なお、医師としても、診療をしなければその日の患者の症状を知ることはできません。知らない日の症状を診断書に書くことはできませんので、指定した期間内に医師等の診察を受けている必要があります。
では、いつの時点の記入が必要なのかというと、請求方法(請求のタイミング)によって異なります。請求方法によっては、診断書を2枚依頼しなければならない場合もあります。
したがって、まずはどの請求方法で申請するのかを検討する必要があります。請求方法の種類については、以下の記事で解説しています。
遡及請求?事後重症?|障害年金の請求の種類を分かりやすく解説
障害認定日による請求(本来請求)の場合
障害認定日の頃に障害等級に該当する程度の状態だった場合は、障害認定日による請求をします。障害認定日の詳細は以下の記事でご確認ください。原則は、初診日から起算して1年6か月を経過した日が障害認定日です。
障害認定日による請求には、障害認定日から1年以内に請求する本来請求と、障害認定日から1年以上経過してから障害認定日にさかのぼって請求する遡及請求とがあり、必要な診断書の枚数が異なります。
障害認定日から1年以内に請求する場合は、障害認定日から3か月以内の現症の診断書1枚が必要です。
ただし、障害認定日から3か月の間に通院をしていなかったりその期間のカルテが廃棄されているなどの理由で、障害認定日から3か月以内の現症の診断書が用意できない場合があります。この場合は後述する事後重症による請求をすることになります。
※ こちらもご参照ください → 指定時期の診断書が入手できないとき
障害認定日による請求(遡及請求)の場合
障害認定日の頃に障害等級に該当する程度の状態だったが、障害認定日から1年以上たってから請求をする場合は、障害認定日から3か月以内の現症の診断書と請求日以前3か月以内の現症の診断書、各1枚ずつ、合計で2枚の診断書が必要です。
ただし、この遡及請求の場合も本来請求と同様に、障害認定日から3か月の間に通院をしていなかったりその期間のカルテが廃棄されているなどの理由で、障害認定日から3か月以内の現症の診断書を用意できない場合は、後述する事後重症による請求をすることになります。
※ こちらもご参照ください → 指定期間の診断書が入手できないとき
なお、遡及請求の場合に複数枚の診断書を求められるのは、障害認定日と請求日とで障害の状態が変わっている可能性があるからです。
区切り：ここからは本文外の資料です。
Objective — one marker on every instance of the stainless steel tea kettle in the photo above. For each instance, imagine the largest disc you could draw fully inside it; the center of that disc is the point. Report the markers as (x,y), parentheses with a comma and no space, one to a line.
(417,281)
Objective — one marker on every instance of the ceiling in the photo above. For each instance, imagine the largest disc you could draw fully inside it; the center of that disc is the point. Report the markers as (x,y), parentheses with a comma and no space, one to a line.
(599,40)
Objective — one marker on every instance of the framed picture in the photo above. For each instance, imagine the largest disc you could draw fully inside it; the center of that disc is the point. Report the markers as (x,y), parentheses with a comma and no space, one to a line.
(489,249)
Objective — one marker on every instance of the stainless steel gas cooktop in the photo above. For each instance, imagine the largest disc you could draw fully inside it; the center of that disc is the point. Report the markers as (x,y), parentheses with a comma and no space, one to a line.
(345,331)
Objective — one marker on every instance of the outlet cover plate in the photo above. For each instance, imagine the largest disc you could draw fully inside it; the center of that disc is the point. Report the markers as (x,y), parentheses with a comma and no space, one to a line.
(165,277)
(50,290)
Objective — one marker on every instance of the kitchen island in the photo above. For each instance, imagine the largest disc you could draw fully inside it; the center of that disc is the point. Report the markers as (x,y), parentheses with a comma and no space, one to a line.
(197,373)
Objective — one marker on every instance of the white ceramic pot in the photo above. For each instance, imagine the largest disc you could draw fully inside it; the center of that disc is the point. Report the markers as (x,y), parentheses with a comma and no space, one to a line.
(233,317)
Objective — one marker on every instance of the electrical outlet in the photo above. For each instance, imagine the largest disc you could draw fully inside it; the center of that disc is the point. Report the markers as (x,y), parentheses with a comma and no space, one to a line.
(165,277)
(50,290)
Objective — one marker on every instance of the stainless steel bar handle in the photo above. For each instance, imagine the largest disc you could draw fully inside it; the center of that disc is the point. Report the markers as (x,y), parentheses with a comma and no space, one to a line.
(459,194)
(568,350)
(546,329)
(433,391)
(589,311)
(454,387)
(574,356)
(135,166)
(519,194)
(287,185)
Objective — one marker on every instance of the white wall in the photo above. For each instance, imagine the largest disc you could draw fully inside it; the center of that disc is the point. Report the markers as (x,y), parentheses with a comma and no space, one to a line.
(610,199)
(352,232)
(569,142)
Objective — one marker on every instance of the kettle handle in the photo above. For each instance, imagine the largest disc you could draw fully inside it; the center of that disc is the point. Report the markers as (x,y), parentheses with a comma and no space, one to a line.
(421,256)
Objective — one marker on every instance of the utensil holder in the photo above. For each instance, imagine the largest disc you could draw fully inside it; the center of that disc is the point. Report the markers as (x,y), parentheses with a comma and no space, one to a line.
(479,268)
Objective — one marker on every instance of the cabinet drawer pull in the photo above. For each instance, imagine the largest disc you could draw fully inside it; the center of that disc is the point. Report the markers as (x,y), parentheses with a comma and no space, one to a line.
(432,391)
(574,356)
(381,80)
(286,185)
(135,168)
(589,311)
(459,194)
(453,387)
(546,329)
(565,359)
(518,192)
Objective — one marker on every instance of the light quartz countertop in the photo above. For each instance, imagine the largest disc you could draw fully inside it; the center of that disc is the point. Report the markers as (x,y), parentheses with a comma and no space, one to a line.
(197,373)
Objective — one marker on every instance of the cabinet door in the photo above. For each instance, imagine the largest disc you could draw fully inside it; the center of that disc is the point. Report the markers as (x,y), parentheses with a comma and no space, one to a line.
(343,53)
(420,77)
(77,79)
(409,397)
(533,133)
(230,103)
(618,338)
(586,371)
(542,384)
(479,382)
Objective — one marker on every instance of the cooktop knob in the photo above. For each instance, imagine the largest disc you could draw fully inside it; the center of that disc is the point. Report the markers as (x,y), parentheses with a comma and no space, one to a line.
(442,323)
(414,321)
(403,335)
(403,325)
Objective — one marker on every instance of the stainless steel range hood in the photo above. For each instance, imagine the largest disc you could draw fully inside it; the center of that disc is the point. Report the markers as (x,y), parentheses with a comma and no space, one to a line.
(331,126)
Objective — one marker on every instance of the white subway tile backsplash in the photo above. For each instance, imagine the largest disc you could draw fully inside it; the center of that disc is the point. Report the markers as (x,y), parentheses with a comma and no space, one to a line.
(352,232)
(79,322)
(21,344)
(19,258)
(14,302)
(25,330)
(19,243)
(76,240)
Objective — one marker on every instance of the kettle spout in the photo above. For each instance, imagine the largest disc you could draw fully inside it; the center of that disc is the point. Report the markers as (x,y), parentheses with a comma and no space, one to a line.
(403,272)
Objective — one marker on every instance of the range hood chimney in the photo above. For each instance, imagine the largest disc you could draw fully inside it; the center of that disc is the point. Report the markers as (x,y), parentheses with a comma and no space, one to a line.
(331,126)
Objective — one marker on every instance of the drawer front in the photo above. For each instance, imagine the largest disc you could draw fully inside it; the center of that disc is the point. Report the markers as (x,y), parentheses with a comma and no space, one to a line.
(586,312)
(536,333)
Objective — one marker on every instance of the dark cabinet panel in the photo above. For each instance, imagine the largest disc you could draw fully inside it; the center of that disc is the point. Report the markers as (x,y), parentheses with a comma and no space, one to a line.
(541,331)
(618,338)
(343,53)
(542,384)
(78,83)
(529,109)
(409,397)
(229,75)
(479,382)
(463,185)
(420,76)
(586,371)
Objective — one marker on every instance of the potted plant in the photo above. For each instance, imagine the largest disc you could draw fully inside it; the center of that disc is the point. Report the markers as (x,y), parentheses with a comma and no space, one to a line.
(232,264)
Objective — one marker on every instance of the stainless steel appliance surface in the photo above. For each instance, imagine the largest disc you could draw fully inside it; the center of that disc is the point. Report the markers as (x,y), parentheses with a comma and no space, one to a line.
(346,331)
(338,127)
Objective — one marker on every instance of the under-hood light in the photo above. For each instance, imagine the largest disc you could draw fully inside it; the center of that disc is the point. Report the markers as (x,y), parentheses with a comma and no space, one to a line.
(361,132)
例えば、障害認定日には1級相当だったが、その後改善して請求日には2級相当になっているかもしれません。逆に、障害認定日は2級相当だったが、その後悪化して1級相当になっているかもしれません。これらの場合、障害認定日と請求日とで異なる等級として認定されます。
なお、「障害認定日による請求」をしていることから、まずは障害認定日について審査されます。ここで障害等級に該当していないと認定されると、原則としてはここで審査が終了してしまいます。そこで、このような事態を避けるため「障害認定日による請求が認められなかった場合は事後重症による請求に変更する」という確認書を一緒に提出し、請求日についても審査を受けられるようにする方法があります。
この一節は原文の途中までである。